Tidy Tuesday 03-22-2022: Baby Names

The Data

This week’s data comes from US babynames and NZ babynames. The data describes the name, year, popularity in that year, count, proportion, as well as the sex associated with the name. The data begins in 1880 and goes until 2017.

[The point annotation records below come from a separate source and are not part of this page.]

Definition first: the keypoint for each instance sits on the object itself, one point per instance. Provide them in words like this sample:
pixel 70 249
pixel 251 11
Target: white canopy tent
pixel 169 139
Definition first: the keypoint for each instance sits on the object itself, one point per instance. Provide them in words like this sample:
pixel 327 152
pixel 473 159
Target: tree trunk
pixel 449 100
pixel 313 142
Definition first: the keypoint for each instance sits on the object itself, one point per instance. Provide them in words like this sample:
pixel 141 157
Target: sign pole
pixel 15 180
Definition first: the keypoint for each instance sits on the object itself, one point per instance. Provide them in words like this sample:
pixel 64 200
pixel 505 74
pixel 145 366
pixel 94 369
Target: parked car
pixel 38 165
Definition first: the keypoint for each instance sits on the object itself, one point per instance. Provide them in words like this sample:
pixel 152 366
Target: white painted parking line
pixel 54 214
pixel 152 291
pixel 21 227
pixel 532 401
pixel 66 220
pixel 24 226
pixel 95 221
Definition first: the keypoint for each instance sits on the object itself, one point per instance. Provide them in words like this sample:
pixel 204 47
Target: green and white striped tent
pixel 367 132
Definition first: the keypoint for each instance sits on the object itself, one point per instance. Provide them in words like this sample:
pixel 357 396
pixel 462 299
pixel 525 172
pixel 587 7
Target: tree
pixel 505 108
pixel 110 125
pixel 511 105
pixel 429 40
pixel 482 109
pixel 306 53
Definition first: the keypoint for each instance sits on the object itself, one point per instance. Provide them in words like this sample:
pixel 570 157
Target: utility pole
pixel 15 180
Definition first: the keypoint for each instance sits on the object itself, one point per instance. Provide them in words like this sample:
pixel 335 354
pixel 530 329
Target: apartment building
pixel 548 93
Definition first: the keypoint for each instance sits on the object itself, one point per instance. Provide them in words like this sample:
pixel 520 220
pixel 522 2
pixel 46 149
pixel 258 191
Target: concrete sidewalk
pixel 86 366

babynames <- readr::read_csv('https://raw.githubusercontent.com/rfordatascience/tidytuesday/master/data/2022/2022-03-22/babynames.csv')
nzbabynames <-readr::read_csv('https://raw.githubusercontent.com/rfordatascience/tidytuesday/master/data/2022/2022-03-22/nz_names.csv')

Data Exploration

Like usual, I started with skimming the data frames to see if there was any interesting information. I didn’t end up using much of the info from this skim chart but it was still informative to see the variable distributions etc.

babynames %>%
  skim()

nzbabynames %>%
  skim()

Sara versus Sarah

My name is Sara, but most people I meet spell their name Sarah rather than Sara. Just out of curiosity, I wanted to see how different the popularity of Sarah and Sara really are. As the plot below shows, the name Sarah is more popular than the name Sara – though it is interesting that they have an uptick at about the same time (roughly between 1980-1990s).

Sara <- babynames %>%
  filter(name == "Sara" & sex == "F") %>%
  mutate(prop_factor = as.factor(prop))

Sarah <- babynames %>%
  filter(name == "Sarah" & sex == "F") %>%
  mutate(prop_factor = as.factor(prop))

colors <- c("Sara" = "red", "Sarah" = "blue")

Sara %>%
  ggplot(aes(x = year, y = prop)) +
  geom_line(aes(color = "Sara")) +
  geom_area(alpha = .7, aes(fill = "Sara")) +
  geom_line(data = Sarah, aes(color = "Sarah")) +
  geom_area(data = Sarah, alpha = .1, aes(fill = "Sarah"))+
  theme_bw()+
  labs(color = "Legend")+
  guides(fill=FALSE)+
  ylab("Proportion")+
  xlab("Year")+
  ggtitle("Popularity of Sarah versus Sara in the United States (1880-2017)")+
  xlim(c(1880,2017))

## Warning: `guides(<scale> = FALSE)` is deprecated. Please use `guides(<scale> =
## "none")` instead.

Sara in NZ versus US

As aforementioned, my name is Sara, and because of this, I looked at the popularity of my name in NZ versus US. Interestingly, the name Sara is way more popular in NZ than the US.

nz_prop<- nzbabynames %>%
  group_by(Year, Sex) %>%
  mutate(n = n()) %>% 
  ungroup() %>%
  mutate(prop = Count/n) %>%
  rename(year = Year)

Sara_1 <- nz_prop %>%
  filter(Name == "Sara" & Sex == "Female")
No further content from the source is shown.